Governing board takes action to shake-up leadership at Scottsdale Schools

Scottsdale Superintendent Denise Birdwell presenting a leadership reorganization to the governing board on March 22. (photo by Melissa Fittro)

Scottsdale Superintendent Denise Birdwell presenting a leadership reorganization to the governing board on March 22. (photo by Melissa Fittro)

Scottsdale Unified School District Governing Board members graciously voted unanimously to implement a new leadership organization, a change all members voiced excitement and gratitude for, during a March 22 board meeting at Coronado High School, 7501 E. Virginia Ave.

Superintendent Denise Birdwell presented the governing board with a new system that focuses on using data and the importance of a well-organized plan that streamlines management, collaboration and success. The first step in what Dr. Birdwell says could be a 12-month conversation.

“As we look forward to our future as a district, it is important to take that critical review of our organizational structure and the systems that we have in place,” said Dr. Birdwell. “Sometimes in the educational system we tend to put functionality of a department into an organizational chart, which can be sometimes, a little misleading because there’s a responsibility in the chart but not necessarily bodies.”

The changes Dr. Birdwell has proposed mostly include altering the district office leadership structure to provide better support.

“In a district this large, a superintendent cannot be in all places at all times,” she said. “We have 31 schools. I still haven’t made it to all of them.”

One aspect of Dr. Birdwell’s example-chart was the implementation of a psychometric process to provide data for district employees.

“When we look at accountability and instruction, one of the first comments I got from principals when I said ‘what data are you using for continuous improvement?’ I got ‘we have to work with our own data, we have to create our own data,’” said Dr. Birdwell.

“Ladies and gentlemen we are in an age of accountability in which that data should be available for teachers as well as principals. If a teacher is to adjust teaching in a timely fashion then we need to provide appropriate data. To be able to do that function, districts such as Mesa, and Peoria, and Deer Valley, Paradise Valley, they have psychometricians at the head of that area. People who live and love data. People who understand the data.”

In the proposed chart, Dr. Birdwell points out three departments focused on academics: educational services, accountability and instruction and educational leadership.

“We don’t have that right now,” she said. “We have someone who wears the curriculum hat, the instruction hat and the professional development hat. In a district this large, with as many employees as we have, this should be differentiated. That’s what this will do.”

Dr. Birdwell wants to evolve the flat-chart system so it accurately represents the number of staff members working within a given department.

“Success in this type of model is based on self-managing teams. That means you have high performance in each area and they can manage themselves and they don’t need direction and they don’t need collaboration,” said Dr. Birdwell. “In the educational field, all that we do is about children, and if we don’t collaborate and work together, we might miss our target.”

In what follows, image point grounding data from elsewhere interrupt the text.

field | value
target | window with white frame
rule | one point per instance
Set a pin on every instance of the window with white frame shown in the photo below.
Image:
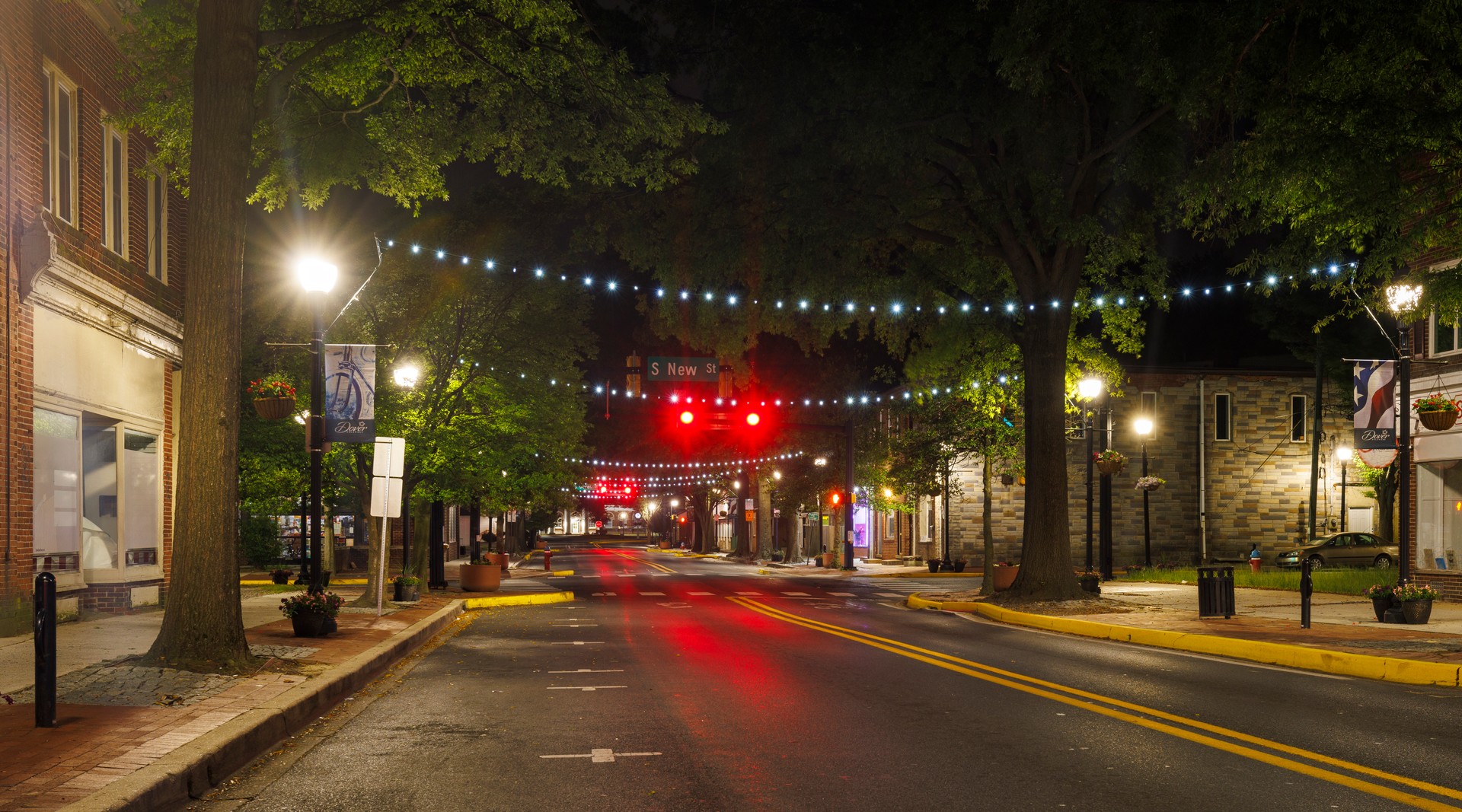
(1444, 336)
(1223, 416)
(158, 227)
(59, 113)
(114, 189)
(1298, 411)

Having these leaders work together is critical to the success of the district, she says.

“The organizational structure itself should support the vision of the district,” Dr. Birdwell said. “We talk about engage, educate, empower — all to excel. So we really should look at our organizational structure that focuses on academic achievement. It also should support our mission to deliver a world-class education that promotes the highest levels of academic achievement, creativity and personal growth that will inspire greatness in today’s students.”

“Moving forward, what I would like to create for our district, is not only an oversite chart but the layers behind it that show the relationships behind it and the individuals taking on those responsibilities.”

A step in the right direction

Dr. Birdwell’s proposed structure was popular among all governing board members, who all echoed support for a system that defines an end goal.

Pam Kirby

Pam Kirby

“You haven’t been here to hear me but I have been asking for years, to have the conversation of ‘who are we, who do we want to be and how do we get there?’ and I hope that those watching the video and in the audience tonight, I hope they will realize how meaningful this organization chart is in answering that question,” said Governing Board member Pam Kirby.

“Because this is an organization chart that I see that has purpose, specific roles and specific accountabilities.”

Ms. Kirby voiced her appreciation for Dr. Birdwell’s monumental structural ideas.

“Listening to you tonight, I also am very appreciative of the big thinking,” she said. “I heard you say ‘measure SUSD against other public school districts in the country that have similar demographics,’ and I am ready to think big and am so grateful that you are right there as well, so thank you.”

Governing Board Vice President Barbara Perleberg followed up with her own sentiments and appreciation.

Barbara Perleberg

Barbara Perleberg

“I too have struggled as a board member with that question: what’s our identity and who are we? When I look at this — and I’m told all the time that I have the worst poker face in the world — I’m hoping where in the past it was always hard for me to hide or ignore the concerns and questions I’ve had about our energies and our positive leadership in this district, and the culture of leadership in this district,” she said.

“I’ve never been able to hide the concerns and questions I’ve had. What I’m hoping I’m showing tonight is excitement. Excitement that the culture is changing. I hear from our staff, I hear from our stakeholders that our culture is changing as well. This organization chart reflects it, and reflects the focus of where we want to be headed in the future.”